The AI model behind tools like ChatGPT that generates text — and, increasingly, search answers.
What an LLM actually does
Strip away the marketing and a large language model is a statistical engine for predicting the next chunk of text. During training it reads an enormous slice of the internet, books, and code, and learns the probability that any given word (technically a token) follows the words before it. When you prompt it, the model isn't looking up a stored answer — it's generating one token at a time, each choice conditioned on everything written so far. That single mechanism, scaled up across billions of parameters, is enough to produce fluent prose, working code, and plausible answers to questions it was never explicitly taught.
This is why an LLM can sound authoritative and still be wrong. Because it optimises for the most likely continuation rather than verified truth, it will sometimes invent citations, statistics, or facts — the behaviour known as hallucination. OpenAI researchers argued in a 2025 paper that the training and evaluation process itself rewards confident guessing over admitting uncertainty, which helps explain why hallucination has proven so stubborn even as models improve. The takeaway for anyone publishing online: the model's confidence is not evidence, and that has direct consequences for how your content gets used.

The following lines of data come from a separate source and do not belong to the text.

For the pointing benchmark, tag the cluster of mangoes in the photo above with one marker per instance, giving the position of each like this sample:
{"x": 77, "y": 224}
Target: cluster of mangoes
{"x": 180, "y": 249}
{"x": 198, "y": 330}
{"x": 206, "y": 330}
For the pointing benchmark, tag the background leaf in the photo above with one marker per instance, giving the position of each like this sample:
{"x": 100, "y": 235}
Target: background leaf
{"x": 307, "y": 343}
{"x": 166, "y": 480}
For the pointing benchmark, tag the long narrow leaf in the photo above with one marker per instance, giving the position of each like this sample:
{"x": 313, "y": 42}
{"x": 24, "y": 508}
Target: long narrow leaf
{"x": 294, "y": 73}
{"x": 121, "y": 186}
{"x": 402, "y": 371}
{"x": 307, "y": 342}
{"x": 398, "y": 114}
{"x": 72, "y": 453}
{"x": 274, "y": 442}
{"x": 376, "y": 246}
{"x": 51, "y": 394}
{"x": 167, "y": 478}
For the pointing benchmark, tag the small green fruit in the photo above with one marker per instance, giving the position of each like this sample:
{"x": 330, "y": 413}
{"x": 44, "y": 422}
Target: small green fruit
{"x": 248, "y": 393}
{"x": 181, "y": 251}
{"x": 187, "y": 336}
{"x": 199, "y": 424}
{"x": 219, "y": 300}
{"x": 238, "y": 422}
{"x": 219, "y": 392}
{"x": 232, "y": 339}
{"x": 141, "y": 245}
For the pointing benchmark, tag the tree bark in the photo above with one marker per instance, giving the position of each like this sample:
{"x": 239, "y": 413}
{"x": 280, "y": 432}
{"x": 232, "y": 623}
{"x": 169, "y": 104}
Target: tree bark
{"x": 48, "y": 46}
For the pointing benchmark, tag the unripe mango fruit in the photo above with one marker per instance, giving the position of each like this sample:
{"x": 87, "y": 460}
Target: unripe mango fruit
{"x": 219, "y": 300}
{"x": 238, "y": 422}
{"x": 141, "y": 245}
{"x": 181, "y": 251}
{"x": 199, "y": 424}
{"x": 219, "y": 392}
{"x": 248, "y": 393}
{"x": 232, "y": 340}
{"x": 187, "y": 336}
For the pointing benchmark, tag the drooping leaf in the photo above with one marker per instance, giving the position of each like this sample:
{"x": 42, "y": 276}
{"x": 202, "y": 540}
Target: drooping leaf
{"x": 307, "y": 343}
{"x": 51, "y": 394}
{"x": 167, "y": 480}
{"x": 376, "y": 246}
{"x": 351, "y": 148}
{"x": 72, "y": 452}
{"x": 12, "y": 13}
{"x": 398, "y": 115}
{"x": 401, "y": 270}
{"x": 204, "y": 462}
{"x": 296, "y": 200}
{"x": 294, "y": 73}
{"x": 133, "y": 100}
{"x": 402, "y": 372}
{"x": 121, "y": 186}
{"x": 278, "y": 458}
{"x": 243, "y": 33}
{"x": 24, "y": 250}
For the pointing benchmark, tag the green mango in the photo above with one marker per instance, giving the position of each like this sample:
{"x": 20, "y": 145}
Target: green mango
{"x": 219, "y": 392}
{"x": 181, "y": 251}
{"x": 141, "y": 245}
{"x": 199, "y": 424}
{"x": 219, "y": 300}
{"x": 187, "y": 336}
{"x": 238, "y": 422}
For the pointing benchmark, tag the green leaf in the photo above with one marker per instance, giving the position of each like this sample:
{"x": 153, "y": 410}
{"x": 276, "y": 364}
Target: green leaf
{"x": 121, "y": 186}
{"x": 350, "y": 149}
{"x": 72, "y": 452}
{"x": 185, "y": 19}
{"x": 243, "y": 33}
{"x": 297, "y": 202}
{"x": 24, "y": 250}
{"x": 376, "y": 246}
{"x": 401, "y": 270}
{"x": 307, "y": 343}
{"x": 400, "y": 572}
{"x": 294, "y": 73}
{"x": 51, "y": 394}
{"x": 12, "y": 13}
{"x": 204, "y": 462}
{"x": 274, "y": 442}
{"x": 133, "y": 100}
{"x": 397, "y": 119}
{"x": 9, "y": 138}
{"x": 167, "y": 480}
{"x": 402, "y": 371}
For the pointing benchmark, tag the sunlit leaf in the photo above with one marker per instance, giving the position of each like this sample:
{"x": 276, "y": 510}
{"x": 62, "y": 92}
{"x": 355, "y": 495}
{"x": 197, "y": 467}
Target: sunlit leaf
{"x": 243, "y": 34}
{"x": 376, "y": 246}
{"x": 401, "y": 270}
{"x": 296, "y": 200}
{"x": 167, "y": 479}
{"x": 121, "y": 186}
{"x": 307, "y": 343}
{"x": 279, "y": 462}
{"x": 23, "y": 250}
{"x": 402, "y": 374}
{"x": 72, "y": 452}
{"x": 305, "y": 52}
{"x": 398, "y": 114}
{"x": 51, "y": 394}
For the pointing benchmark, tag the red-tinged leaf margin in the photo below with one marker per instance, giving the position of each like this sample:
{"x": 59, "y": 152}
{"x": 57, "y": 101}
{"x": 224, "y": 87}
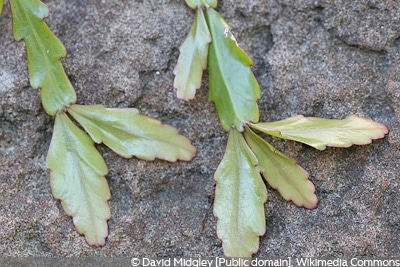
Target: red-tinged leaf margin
{"x": 77, "y": 179}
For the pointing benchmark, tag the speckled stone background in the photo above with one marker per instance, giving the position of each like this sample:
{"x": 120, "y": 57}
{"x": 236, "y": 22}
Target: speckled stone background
{"x": 325, "y": 58}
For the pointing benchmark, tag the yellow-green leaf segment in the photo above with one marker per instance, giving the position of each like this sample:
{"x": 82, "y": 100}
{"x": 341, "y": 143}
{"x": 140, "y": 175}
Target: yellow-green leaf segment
{"x": 44, "y": 52}
{"x": 240, "y": 191}
{"x": 77, "y": 168}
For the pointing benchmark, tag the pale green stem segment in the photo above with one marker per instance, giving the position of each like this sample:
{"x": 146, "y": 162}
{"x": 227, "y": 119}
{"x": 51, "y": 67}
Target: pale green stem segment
{"x": 129, "y": 133}
{"x": 232, "y": 85}
{"x": 202, "y": 3}
{"x": 77, "y": 179}
{"x": 44, "y": 52}
{"x": 193, "y": 58}
{"x": 282, "y": 173}
{"x": 320, "y": 133}
{"x": 240, "y": 195}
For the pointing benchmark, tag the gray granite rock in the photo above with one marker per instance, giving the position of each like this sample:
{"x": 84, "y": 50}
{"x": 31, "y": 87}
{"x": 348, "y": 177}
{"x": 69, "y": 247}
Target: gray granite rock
{"x": 317, "y": 58}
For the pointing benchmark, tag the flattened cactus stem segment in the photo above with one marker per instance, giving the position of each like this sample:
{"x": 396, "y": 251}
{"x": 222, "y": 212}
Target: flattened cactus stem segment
{"x": 44, "y": 52}
{"x": 202, "y": 3}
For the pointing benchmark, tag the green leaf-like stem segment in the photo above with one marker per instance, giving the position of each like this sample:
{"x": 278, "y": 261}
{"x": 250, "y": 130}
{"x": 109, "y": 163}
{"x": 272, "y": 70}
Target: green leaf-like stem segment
{"x": 130, "y": 134}
{"x": 201, "y": 3}
{"x": 240, "y": 195}
{"x": 77, "y": 179}
{"x": 44, "y": 52}
{"x": 320, "y": 133}
{"x": 193, "y": 58}
{"x": 282, "y": 173}
{"x": 232, "y": 85}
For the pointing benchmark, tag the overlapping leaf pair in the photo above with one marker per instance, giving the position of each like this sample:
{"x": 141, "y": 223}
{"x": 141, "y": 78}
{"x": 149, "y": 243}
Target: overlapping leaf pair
{"x": 240, "y": 191}
{"x": 77, "y": 168}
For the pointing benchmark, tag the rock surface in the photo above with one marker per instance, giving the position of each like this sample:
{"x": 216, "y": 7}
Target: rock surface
{"x": 318, "y": 58}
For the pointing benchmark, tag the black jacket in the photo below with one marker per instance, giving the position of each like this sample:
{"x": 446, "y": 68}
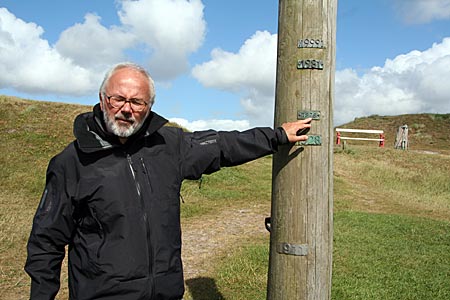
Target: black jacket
{"x": 117, "y": 207}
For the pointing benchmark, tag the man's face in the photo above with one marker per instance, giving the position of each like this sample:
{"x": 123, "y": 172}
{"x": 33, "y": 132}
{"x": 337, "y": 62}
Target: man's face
{"x": 127, "y": 84}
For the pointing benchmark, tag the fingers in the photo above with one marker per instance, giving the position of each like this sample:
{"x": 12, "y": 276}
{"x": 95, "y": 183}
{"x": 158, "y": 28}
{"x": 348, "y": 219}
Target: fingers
{"x": 296, "y": 131}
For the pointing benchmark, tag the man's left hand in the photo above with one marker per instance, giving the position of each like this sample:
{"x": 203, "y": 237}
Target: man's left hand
{"x": 296, "y": 131}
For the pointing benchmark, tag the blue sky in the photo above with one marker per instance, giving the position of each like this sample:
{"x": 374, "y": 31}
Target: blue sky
{"x": 214, "y": 61}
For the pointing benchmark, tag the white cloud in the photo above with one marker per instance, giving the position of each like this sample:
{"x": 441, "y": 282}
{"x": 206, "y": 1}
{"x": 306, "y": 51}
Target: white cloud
{"x": 173, "y": 29}
{"x": 415, "y": 82}
{"x": 28, "y": 64}
{"x": 91, "y": 45}
{"x": 212, "y": 124}
{"x": 423, "y": 11}
{"x": 250, "y": 73}
{"x": 169, "y": 29}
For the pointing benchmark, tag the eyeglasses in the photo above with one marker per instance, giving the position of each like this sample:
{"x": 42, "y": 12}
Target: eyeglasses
{"x": 119, "y": 101}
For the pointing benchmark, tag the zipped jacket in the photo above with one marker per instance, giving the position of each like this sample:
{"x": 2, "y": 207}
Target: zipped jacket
{"x": 117, "y": 206}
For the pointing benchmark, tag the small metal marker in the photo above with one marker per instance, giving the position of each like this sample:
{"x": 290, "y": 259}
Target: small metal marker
{"x": 305, "y": 114}
{"x": 293, "y": 249}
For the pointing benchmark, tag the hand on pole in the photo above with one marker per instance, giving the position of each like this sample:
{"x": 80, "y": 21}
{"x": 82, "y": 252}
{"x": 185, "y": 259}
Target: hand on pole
{"x": 296, "y": 131}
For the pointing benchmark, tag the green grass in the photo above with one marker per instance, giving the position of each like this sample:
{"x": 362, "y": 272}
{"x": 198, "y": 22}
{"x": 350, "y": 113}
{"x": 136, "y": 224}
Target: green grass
{"x": 376, "y": 256}
{"x": 392, "y": 208}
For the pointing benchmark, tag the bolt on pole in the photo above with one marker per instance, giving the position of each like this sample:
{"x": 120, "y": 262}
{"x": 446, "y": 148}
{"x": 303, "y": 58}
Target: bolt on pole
{"x": 301, "y": 239}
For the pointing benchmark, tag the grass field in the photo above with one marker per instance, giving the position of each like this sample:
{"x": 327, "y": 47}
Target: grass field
{"x": 392, "y": 207}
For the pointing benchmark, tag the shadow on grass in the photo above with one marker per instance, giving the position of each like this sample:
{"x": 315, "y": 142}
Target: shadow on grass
{"x": 203, "y": 288}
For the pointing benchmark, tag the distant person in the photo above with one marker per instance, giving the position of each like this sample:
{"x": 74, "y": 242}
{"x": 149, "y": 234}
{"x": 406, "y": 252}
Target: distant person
{"x": 113, "y": 195}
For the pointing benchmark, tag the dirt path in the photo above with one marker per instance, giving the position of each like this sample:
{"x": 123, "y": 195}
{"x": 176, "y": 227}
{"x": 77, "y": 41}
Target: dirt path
{"x": 209, "y": 236}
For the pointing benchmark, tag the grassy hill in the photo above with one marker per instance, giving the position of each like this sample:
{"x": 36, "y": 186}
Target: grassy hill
{"x": 427, "y": 132}
{"x": 392, "y": 207}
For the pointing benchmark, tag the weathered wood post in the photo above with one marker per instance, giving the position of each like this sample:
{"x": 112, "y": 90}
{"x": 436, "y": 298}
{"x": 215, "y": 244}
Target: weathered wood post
{"x": 302, "y": 192}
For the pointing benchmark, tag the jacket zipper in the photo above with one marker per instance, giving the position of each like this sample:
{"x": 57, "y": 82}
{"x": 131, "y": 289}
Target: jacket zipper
{"x": 145, "y": 216}
{"x": 101, "y": 233}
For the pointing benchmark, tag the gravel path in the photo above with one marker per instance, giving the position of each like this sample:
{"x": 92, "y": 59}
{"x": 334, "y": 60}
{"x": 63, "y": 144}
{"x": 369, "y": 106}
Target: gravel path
{"x": 212, "y": 235}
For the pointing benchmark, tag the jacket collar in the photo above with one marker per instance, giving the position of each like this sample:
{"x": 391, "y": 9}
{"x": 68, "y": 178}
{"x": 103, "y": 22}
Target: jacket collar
{"x": 91, "y": 134}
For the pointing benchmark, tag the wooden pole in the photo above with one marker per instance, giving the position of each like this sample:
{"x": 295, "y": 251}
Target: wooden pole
{"x": 302, "y": 189}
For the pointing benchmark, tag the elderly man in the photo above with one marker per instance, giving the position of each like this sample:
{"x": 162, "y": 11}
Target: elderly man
{"x": 113, "y": 194}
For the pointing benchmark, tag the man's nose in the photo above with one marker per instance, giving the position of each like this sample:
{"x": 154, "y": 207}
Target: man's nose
{"x": 126, "y": 108}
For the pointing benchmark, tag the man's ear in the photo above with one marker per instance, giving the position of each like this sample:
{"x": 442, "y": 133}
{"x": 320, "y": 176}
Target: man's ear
{"x": 101, "y": 100}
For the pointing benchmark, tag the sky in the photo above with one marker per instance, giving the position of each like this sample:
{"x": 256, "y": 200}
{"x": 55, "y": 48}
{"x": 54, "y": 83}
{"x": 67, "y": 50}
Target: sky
{"x": 214, "y": 62}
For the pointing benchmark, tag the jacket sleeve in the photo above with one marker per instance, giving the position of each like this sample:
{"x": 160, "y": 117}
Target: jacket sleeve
{"x": 51, "y": 232}
{"x": 208, "y": 151}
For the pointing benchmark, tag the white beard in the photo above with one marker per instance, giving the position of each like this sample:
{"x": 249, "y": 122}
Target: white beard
{"x": 121, "y": 130}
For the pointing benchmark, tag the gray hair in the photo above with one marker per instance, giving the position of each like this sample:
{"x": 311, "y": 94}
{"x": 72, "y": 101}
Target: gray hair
{"x": 133, "y": 66}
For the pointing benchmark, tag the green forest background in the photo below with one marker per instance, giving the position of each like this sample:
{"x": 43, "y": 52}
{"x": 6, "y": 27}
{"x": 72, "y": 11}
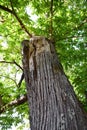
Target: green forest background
{"x": 65, "y": 22}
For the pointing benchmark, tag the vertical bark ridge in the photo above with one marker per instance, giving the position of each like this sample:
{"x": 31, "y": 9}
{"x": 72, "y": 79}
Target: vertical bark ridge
{"x": 53, "y": 104}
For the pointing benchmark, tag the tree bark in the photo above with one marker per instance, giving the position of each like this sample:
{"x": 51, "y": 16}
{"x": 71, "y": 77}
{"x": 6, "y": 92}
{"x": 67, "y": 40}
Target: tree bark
{"x": 52, "y": 101}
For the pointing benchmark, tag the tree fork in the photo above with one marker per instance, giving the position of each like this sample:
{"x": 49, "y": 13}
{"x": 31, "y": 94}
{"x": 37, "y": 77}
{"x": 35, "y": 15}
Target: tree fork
{"x": 52, "y": 101}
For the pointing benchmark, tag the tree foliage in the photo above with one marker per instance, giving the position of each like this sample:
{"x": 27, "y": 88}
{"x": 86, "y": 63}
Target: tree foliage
{"x": 65, "y": 22}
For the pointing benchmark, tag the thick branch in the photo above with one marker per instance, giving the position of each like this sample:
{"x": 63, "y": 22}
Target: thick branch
{"x": 15, "y": 103}
{"x": 18, "y": 19}
{"x": 74, "y": 29}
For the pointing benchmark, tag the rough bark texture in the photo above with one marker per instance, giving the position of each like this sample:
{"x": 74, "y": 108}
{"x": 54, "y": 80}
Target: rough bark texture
{"x": 52, "y": 102}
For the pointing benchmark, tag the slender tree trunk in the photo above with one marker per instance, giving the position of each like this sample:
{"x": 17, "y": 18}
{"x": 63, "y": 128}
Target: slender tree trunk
{"x": 52, "y": 101}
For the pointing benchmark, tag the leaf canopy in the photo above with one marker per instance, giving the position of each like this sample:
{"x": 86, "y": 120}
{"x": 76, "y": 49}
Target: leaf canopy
{"x": 65, "y": 21}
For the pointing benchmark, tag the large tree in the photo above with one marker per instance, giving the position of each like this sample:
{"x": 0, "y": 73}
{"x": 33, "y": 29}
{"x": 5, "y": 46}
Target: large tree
{"x": 64, "y": 23}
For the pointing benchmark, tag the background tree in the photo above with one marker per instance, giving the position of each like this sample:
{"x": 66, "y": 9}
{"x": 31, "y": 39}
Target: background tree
{"x": 66, "y": 21}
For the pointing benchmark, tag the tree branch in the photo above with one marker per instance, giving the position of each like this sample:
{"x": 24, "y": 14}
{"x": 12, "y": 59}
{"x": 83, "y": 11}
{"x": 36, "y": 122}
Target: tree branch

Why LLMs matter for getting found
The reason marketers now care about LLMs is that they sit between your content and a growing share of searchers. Google's AI Overviews and the conversational AI Mode are powered by its Gemini models; ChatGPT Search, Perplexity, and Gemini all use an LLM to read live web pages and write a synthesised answer on the spot. Increasingly the user reads that generated answer instead of clicking ten blue links — so the question shifts from "do I rank?" to "am I one of the handful of sources the model chose to summarise and cite?"
A concrete example. Ask Perplexity a question and it doesn't just hand back its training data: it runs a retrieval-augmented loop, crawling pages, ranking them, and citing a small set inline. Industry analyses suggest it may visit on the order of ten pages per query while citing only three or four — so being retrievable, well-structured, and clearly factual is what gets you into that shortlist. The discipline of earning those mentions is what people now call generative engine optimization or, framed around the answer itself, answer engine optimization. Our practical guide to ranking in ChatGPT and Perplexity walks through what that looks like in practice.
The common misconception is that the LLM "knows" things the way a database does. It doesn't. A base model is frozen at a training cutoff and has no live view of the web; the up-to-date answers you see in AI search come from retrieval — the system fetches current pages and feeds them to the model as context, then the model writes over that grounding. That distinction matters because it tells you where your leverage is: you generally can't change what a model memorised, but you absolutely can influence what it retrieves and cites today by being the clearest, most credible source on a topic.
One honest caveat: this landscape is moving fast. Which models power which products, how answers are grounded, how citations are displayed, and even whether ads appear inside AI answers are all shifting from quarter to quarter. Treat specific behaviours as snapshots rather than permanent rules — but the underlying principle, that an LLM rewards clear and trustworthy sources it can safely build on, has held steady so far.